Unidentified Analyst: Can you hear me?
Kris Newton: Yeah, we can hear now.
Unidentified Analyst: Okay. So this is Abdulla speaking in for Amit. So I think your guys’ cloud ARR expectation is coming down by $100 million versus prior expectations. And I just wanted to ask whether you guys could perhaps touch on the softness there? Is this more on compute, storage or analytics? And maybe if there’s one cloud provider where the ramps are more challenged versus not? I would appreciate any details here. Thank you.
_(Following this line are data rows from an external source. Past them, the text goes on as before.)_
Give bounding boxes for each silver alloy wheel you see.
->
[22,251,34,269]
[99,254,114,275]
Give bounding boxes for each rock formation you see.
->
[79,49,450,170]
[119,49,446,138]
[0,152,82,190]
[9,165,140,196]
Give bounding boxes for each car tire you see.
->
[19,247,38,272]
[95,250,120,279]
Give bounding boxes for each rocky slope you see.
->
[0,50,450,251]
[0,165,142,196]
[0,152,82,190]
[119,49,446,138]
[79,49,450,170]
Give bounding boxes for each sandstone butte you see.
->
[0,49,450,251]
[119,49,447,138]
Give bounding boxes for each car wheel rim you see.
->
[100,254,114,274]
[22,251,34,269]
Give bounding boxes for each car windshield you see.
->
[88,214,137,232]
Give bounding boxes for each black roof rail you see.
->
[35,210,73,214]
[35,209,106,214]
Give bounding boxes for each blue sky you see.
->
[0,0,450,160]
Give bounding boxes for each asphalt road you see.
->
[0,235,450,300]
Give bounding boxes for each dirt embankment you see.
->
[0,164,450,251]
George Kurian: I think we expect to see the continuation of some of the trends that we saw in Q2, which is the consumption oriented cloud offerings in our portfolio, which are cloud storage services were most impacted by customers wanting to reduce their spending. It could involve either them reducing the amount of capacity they use on our offerings or us proactively helping them migrate some of their workloads from a high-performance tier to a more cost-effective tier, so that they will continue to see value and benefit with us. That’s one. Second, we saw in Q2 some project-based workloads, for example, large-scale semiconductor design that came to its natural conclusion. We anticipate some of those workloads coming back in the early part of next calendar year, but we are being cautious about that.
And then finally, with our Cloud Insights product, we have continued to work to sharpen the focus on the use case of the products. We saw some early success in terms of new customer wins — new to Cloud Insights customer wins. But we’re being cautious about the future growth rate of that product until we see further evidence of success. So I think those were the three. I did not see anything materially different between the different cloud providers. Clearly, our relationship with Microsoft is the largest of the three, given that we’ve worked with them for the longest, and so they saw the biggest impact this quarter.
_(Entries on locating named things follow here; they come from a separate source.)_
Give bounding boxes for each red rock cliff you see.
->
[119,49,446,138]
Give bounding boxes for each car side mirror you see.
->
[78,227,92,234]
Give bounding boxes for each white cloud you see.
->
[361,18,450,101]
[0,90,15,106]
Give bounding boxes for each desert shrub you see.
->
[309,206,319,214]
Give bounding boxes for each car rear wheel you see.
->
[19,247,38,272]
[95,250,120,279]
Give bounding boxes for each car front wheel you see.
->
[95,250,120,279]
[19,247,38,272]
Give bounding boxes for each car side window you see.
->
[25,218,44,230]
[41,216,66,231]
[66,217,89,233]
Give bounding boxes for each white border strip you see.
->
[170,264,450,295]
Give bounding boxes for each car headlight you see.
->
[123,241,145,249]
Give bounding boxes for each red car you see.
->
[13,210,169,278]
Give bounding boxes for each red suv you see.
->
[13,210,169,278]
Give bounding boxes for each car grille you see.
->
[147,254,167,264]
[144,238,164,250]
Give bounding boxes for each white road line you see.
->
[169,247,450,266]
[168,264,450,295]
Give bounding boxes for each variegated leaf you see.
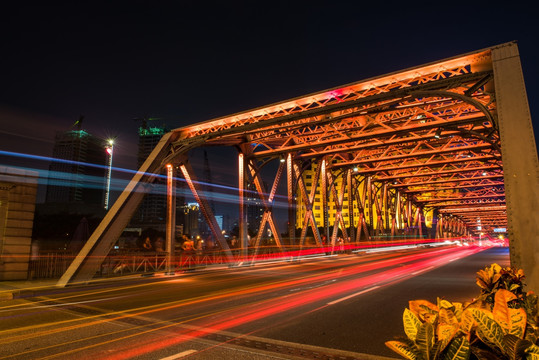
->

A Kris Newton: Thank you. Next question please.
Operator: Our next question will come from Mehdi Hosseini with SIG. Please go ahead.
Q Mehdi Hosseini: Yes. Thanks for taking my question. Two follow-ups. George, if I just take your guidance commentary, you suggest that all-flash array revenues should show Q-over-Q and year-over-year decline in January quarter?
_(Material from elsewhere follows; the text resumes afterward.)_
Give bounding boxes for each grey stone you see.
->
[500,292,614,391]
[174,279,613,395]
A George Kurian: We don’t — we didn’t guide anything specific in terms of all-flash array revenue. We have guided at the total company level. We’re being cautious about our outlook given what we saw in the quarter and the continued macroeconomic environment. We are not guiding any specific product category maybe.
Q Mehdi Hosseini: Just that’s what I walked away with. Is that a realistic assumption for all-flash array revenues were to decline?
A Kris Newton: We’re not guiding down to the product line, Mehdi. Sorry, that we can’t help you with that.
Q Mehdi Hosseini: Yeah. That’s fine. At least I tried. Just — and then a follow-up to your comment about the chip design. There’s obviously product migration. They are expected to introduce new products for AI application. You also suggested that, that should help you with a rebound in the cloud data services. And I want to better understand whether your underlying assumption, do you think that product transition is going to ramp in early calendar year. Is it — is your guide on cloud data services completely derisked given this transition. Sometimes these transitions take longer. And I’m just wondering what are the key assumptions there?